NOTE 3 –Related Party
During the year ended September
30, 2015, the Company received $810,000 advances from related. $730,000 was from a related entity to a former director and $80,000
was received from Chee Song Yap, the Director of the Company. The two parties entered into 0% interest notes which are to be repaid
by September 30, 2017. On March 23, 2017, the Company issued 40,500,000 shares of common stock in exchange for the cancelation
of this notes.
The Company received $75,000
from Lock Sen Yow under a 0% interest notes which are to be repaid by September 30, 2017.On March 23, 2017, the Company issued
3,750,000 shares of common stock in exchange for the cancelation of this note.
As of June 30, 2017 and September
30, 2016, the Company has $67,145 and $3,900 owed from SSNST, a related party, which was a temporary overpayment and expected to
be repaid as soon as practical.
Secured Note
On March 17, 2009, we entered into a
Secured Revolving Promissory Note (the “Secured Note”) with Smartag Solutions Bhd, a Malaysian corporation, the majority
stockholder of the Company. Under the terms of the Note, Smartag Solutions Bhd, agreed to advance to the Company, from
time to time and at the request of the Company, amounts up to an aggregate of $200,000 until September 30, 2014. All
advances shall be paid on or before September 30, 2017 and this advance has an interest rate of 0% per annum. On August 19, 2016,
Smartag Solutions Bhd transferred the balance of the Secured Note to Lock Sen Yow as severance employment package from Smartag
Solutions Bhd.
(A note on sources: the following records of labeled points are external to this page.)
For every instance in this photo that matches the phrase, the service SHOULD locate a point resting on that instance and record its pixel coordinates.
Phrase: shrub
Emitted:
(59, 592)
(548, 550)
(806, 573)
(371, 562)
As of June 30, 2017, the balance was $0. On March 23, 2017, the Company issued 9,622,850 shares of common stock
in exchange for the cancelation of this note.
Loan Agreement
On September 19, 2013, we entered
into a Loan Agreement (“Loan Agreement”) with SSB. Under the terms of the agreement, SSB loaned the Company $200,000
(“Loan”). On August 15, 2014, the SSB increased the Loan to $300,000. The Loan shall be repaid on or before September
30, 2017 and this loan has an interest rate of 0% interest per annum. During the nine months ended June 30, 2015, the Company repaid
$100,000 of the Loan. During the year ended September 30, 2016, the Company repaid $50,000 of the Loan. On August 19, 2016, Smartag
Solutions Bhd transferred the balance of the Loan to Lock Sen Yow. On March 23, 2017, the Company issued 7,500,000 shares of common
stock in exchange for the cancelation of this note.
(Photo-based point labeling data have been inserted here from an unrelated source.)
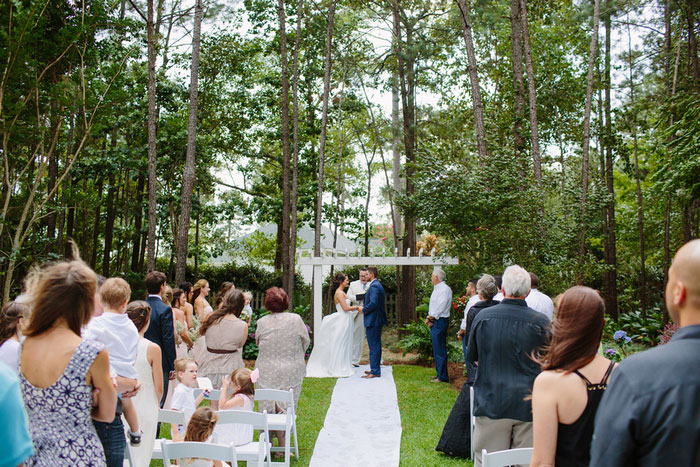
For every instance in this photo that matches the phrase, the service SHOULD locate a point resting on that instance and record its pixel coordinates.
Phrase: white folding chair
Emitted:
(471, 420)
(286, 422)
(197, 450)
(204, 383)
(173, 417)
(505, 458)
(255, 452)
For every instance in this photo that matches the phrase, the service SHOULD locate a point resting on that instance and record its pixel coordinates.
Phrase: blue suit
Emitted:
(374, 311)
(161, 331)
The total amount owed as of June
30, 2017 was $0. We recorded imputed interest of $37,560 for the year ended September 30, 2016 from all the aforementioned related
party debt. During the nine months ended June 30, 2017, we recorded imputed interest of $16,035 from all the aforementioned related
party debt.
NOTE 4 – Stockholder’s Equity
/ Deficit
As of September 30, 2016, there were
authorized 500,000,000 shares of common stock, par value $0.001 per share and 25,000,000 shares of preferred stock, par value $0.001
per share. Each common share entitles the holder to one vote, in person or proxy, on any matter on which action of the
stockholder of the corporation is sought.
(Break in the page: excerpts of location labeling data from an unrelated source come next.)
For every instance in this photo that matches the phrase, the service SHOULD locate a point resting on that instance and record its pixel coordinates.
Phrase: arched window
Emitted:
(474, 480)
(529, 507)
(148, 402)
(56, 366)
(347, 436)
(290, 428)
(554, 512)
On March 23, 2017, various related parties
relieved the Company of loans totaling $1,227,457 in exchange for the issuance of 61,372,850 shares of the Company’s common
stock.
There are currently 93,010,001 shares
of common stock issued and outstanding and zero shares of preferred stock issued and outstanding as of June 30, 2017, and 31,637,151
share of common stock issued and outstanding and zero shares of preferred stock issued and outstanding as of September 30, 2016.